At the resumed hearing of the case yesterday, counsel to the plaintiff, Mr. Charles Nwabulu, informed the court of his application for amendment of his pleadings.
He also sought to withdraw an earlier application he had filed and put in the new application.
But judge frowned at the development and urged counsel to exhibit more seriousness in the case.
She consequently, awarded a cost of N100,000 against the plaintiff, and adjourned the suit to March 20, 21 and 22 for trial.
She said: “You have been so unserious in this case and still have the guts to open your mouth when am talking; I will adjourn this case for trial.”
The suit numbered FHC/L/CS/336/16, and filed on behalf of the federal government by Prof. Fabian Ajogwu (SAN), it accused Shell Petroleum Development Company Nigeria Ltd and its subsidiary, Shell Western Supply and Trading Ltd of under declaring the number of barrels of crude oil shipped to the Unites States.
In a similar suit, the court also fixed March 30, for hearing in a case between the federal government and Agip Oil Company Ltd.
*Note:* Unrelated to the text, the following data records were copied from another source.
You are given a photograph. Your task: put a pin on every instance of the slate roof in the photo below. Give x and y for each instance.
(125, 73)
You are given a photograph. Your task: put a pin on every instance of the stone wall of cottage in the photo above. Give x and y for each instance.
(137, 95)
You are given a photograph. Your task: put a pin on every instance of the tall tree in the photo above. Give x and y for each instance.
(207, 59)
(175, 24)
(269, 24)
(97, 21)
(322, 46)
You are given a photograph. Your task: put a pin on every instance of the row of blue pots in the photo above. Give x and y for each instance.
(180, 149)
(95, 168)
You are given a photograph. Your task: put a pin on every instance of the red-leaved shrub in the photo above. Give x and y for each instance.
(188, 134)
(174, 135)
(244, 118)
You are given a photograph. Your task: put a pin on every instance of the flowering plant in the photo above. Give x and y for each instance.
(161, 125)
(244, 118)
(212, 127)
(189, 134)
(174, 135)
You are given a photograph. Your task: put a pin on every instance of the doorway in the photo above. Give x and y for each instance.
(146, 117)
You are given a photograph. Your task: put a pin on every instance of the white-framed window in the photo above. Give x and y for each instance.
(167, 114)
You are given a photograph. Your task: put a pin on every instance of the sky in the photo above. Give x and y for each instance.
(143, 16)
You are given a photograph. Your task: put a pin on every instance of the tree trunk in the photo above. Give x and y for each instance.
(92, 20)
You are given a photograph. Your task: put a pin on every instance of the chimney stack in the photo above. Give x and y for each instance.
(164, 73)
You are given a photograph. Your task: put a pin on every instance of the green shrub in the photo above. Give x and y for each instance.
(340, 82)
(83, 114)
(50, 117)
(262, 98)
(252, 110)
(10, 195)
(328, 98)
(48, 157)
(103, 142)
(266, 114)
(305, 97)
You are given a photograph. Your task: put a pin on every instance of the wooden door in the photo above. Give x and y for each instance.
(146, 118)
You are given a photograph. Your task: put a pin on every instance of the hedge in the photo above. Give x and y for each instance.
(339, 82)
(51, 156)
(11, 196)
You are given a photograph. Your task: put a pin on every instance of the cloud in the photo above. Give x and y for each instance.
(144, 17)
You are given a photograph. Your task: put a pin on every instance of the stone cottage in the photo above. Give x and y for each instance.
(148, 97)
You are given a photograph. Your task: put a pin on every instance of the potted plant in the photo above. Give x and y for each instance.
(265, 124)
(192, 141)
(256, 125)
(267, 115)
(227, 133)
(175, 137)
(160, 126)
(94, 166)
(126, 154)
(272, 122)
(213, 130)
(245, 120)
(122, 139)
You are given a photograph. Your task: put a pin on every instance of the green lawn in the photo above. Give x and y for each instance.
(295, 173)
In the suit, the plaintiff, (federal government) is claiming the sum of 406.7 million dollars, from the defendants, representing the shortfall of money paid by it into the federal government account with the Central Bank of Nigeria (CBN).
The money was said to be for crude oil lifted in 2013 and 2014.
In a supporting affidavit, the federal government had accused the Anglo-Dutch company of not declaring or under-declaring crude oil shipments during the period.
It said this was following forensic analysis of bills of laden and shipping documents, adding that Shell cheated Nigeria of the revenue.
According to the affidavit, the consortium of experts tracked the global movements of the country’s hydro-carbons, including crude oil and gas.
They identified the companies engaged in the practices that led to missing revenues from crude oil and gas export sales to different parts of the world.
They also revealed discrepancies in the export records from Nigeria with the import records at the United States ports.
Plaintiff averred that the undeclared shipments between January 2013 and December 2014 brought the total value of the entire shortfall to 406.75 million dollars.
The defendants were said to have failed to respond to a federal government letter through its legal representative, seeking clarification as to the discrepancies.
The federal government is therefore, seeking a court order to compel the two companies to pay $406.75 million, being the total value of the missing revenue and interest payment at 21 per cent per annum.
In addition, the government is also asking Shell to pay general exemplary damages in the sum of $406.75 million as well as the cost of the legal action.
The federal government had also sued Chevron, Total and Agip, in a similar case before the court.
The federal government is asking for a total of 12.7 billion dollars over alleged non-declaration of 57 million barrels of crude shipped to the US between 2011 and 2014.
They are among 15 oil majors targeted by the government for the recovery of $17 billion in deprived revenue.